Mein vertrauter Verteidigungsmechanismus setzte ein: Ich fühlte mich überlegen und zog mich in die Theorie zurück. Ich konnte mir einreden, dass ich, was Geschmack und Intelligenz anging, über der Erfahrung eines Popkonzerts stand. Alles, was so viel Anziehungskraft hat, muss definitionsgemäß unzureichend sein – nur oberflächliches Vergnügen oder was der britische Philosoph Bernard Bosanquet als einfache Schönheit bezeichnete.

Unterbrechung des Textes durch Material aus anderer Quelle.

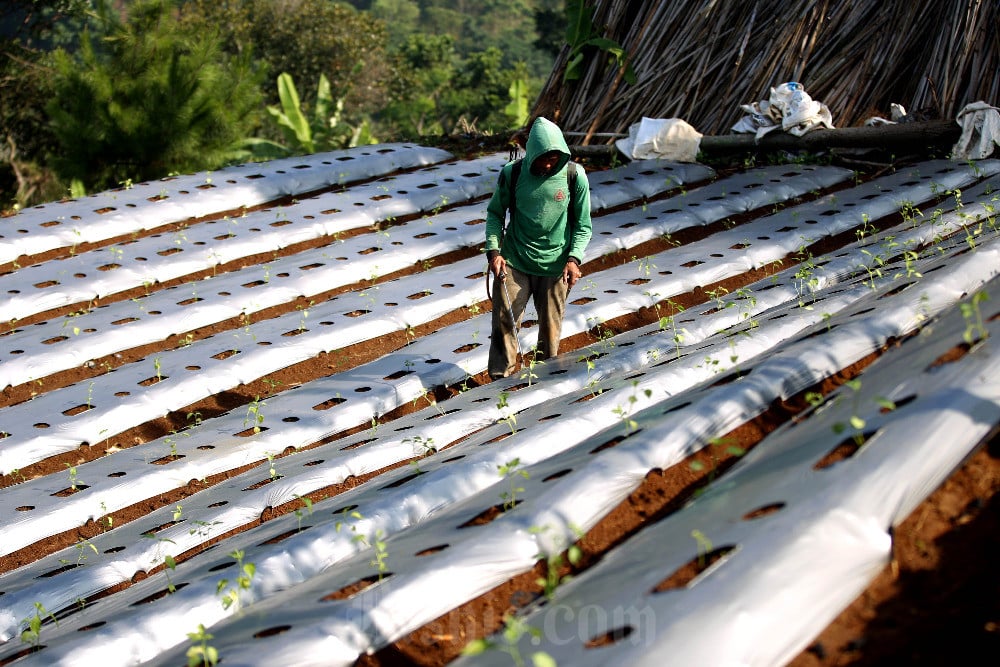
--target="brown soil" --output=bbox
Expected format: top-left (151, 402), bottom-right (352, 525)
top-left (0, 151), bottom-right (1000, 667)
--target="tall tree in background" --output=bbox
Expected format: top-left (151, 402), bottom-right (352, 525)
top-left (181, 0), bottom-right (391, 122)
top-left (0, 0), bottom-right (91, 211)
top-left (46, 0), bottom-right (262, 189)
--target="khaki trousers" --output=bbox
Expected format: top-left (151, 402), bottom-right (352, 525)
top-left (487, 264), bottom-right (569, 379)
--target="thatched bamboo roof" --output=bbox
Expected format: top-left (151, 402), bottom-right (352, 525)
top-left (534, 0), bottom-right (1000, 143)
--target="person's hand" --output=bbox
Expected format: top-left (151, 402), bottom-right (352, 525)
top-left (490, 255), bottom-right (507, 278)
top-left (563, 262), bottom-right (583, 289)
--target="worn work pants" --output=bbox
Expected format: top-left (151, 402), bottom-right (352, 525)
top-left (487, 264), bottom-right (569, 379)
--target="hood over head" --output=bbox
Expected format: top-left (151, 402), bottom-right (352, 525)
top-left (524, 117), bottom-right (570, 174)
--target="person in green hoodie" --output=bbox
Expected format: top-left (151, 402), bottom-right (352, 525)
top-left (486, 118), bottom-right (591, 379)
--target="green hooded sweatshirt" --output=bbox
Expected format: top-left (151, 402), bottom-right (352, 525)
top-left (486, 118), bottom-right (591, 276)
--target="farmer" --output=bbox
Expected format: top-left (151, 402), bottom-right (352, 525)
top-left (486, 118), bottom-right (591, 380)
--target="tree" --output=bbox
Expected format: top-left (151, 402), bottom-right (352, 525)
top-left (182, 0), bottom-right (390, 120)
top-left (0, 0), bottom-right (103, 211)
top-left (46, 0), bottom-right (261, 189)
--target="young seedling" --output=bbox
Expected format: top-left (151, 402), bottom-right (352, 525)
top-left (497, 391), bottom-right (517, 435)
top-left (611, 380), bottom-right (653, 433)
top-left (63, 463), bottom-right (82, 491)
top-left (295, 493), bottom-right (312, 533)
top-left (521, 347), bottom-right (545, 387)
top-left (215, 549), bottom-right (257, 611)
top-left (243, 396), bottom-right (267, 433)
top-left (497, 458), bottom-right (530, 512)
top-left (958, 290), bottom-right (990, 345)
top-left (187, 623), bottom-right (219, 667)
top-left (529, 526), bottom-right (583, 601)
top-left (832, 379), bottom-right (866, 447)
top-left (462, 614), bottom-right (556, 667)
top-left (21, 602), bottom-right (59, 648)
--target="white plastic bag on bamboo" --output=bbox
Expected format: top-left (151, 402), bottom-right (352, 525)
top-left (732, 81), bottom-right (833, 139)
top-left (616, 117), bottom-right (702, 162)
top-left (951, 101), bottom-right (1000, 160)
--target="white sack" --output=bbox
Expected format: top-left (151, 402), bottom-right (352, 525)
top-left (616, 117), bottom-right (702, 162)
top-left (951, 101), bottom-right (1000, 160)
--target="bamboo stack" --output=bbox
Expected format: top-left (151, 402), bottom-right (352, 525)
top-left (534, 0), bottom-right (1000, 143)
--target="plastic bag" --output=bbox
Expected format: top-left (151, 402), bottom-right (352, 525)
top-left (615, 117), bottom-right (702, 162)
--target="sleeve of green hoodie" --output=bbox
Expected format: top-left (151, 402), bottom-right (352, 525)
top-left (486, 118), bottom-right (591, 276)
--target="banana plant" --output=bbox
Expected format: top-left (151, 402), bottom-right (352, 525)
top-left (563, 0), bottom-right (638, 84)
top-left (248, 72), bottom-right (378, 159)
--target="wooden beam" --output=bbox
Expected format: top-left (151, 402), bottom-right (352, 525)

Einfache Schönheit war offensichtlich und anspruchslos: »Eine schlichte Melodie; ein schlichter räumlicher Rhythmus … eine Rose; ein jugendliches Gesicht oder die menschliche Gestalt in ihrer Blütezeit, all das erzeugt ein einfaches, unkompliziertes Vergnügen …«

Schwierige Schönheit hingegen, schrieb Bosanquet, erfordere mehr Zeit, Geduld und ein höheres Maß an Konzentration. Unsere Fähigkeit, schwierige Schönheit wertzuschätzen, hing von unserer Bildung, Ausdauer, Aufmerksamkeitsspanne und unserem Verständnis ab. Bei schwieriger Schönheit stoße man oft auf Kompliziertheit, Spannung und Weite. Die Kompliziertheit eines schwierigen ästhetischen Objekts kann Unmut und Abneigung in uns auslösen, wenn wir nicht in der Lage sind, die komplexen Elemente des Objekts zu erkennen und einzuordnen. Schwierige Schönheit verlange außerdem, in einem »Zustand hoher Gefühlsspannung« zu bleiben, und es sei unsere eigene Schwäche – die »Schwäche der Betrachter«, sagte Bosanquet in Anlehnung an Aristoteles –, die uns vor der Herausforderung schwieriger Schönheit zurückschrecken lässt. »Die Fähigkeit, Gefühle in hoher Spannung zu ertragen und zu genießen, ist ziemlich selten.«

Eine eingängige Melodie, unmissverständlicher Text, den alle mitsingen können, ein bisschen Glitter, Lichter, Spektakel – das war meine Vorahnung von der Beyoncé-Erfahrung. Stumpfe, triumphierende, einfache Schönheit. Eine nette Erfahrung, klar, aber keine, bei der ich meine Offenbarung finden würde! Trotz alledem behielt ich ihre Tourdaten im Auge, lief gelegentlich durch unsere Wohnung und erklärte laut, dass ich kein Interesse hatte, eins ihrer Konzerte zu sehen.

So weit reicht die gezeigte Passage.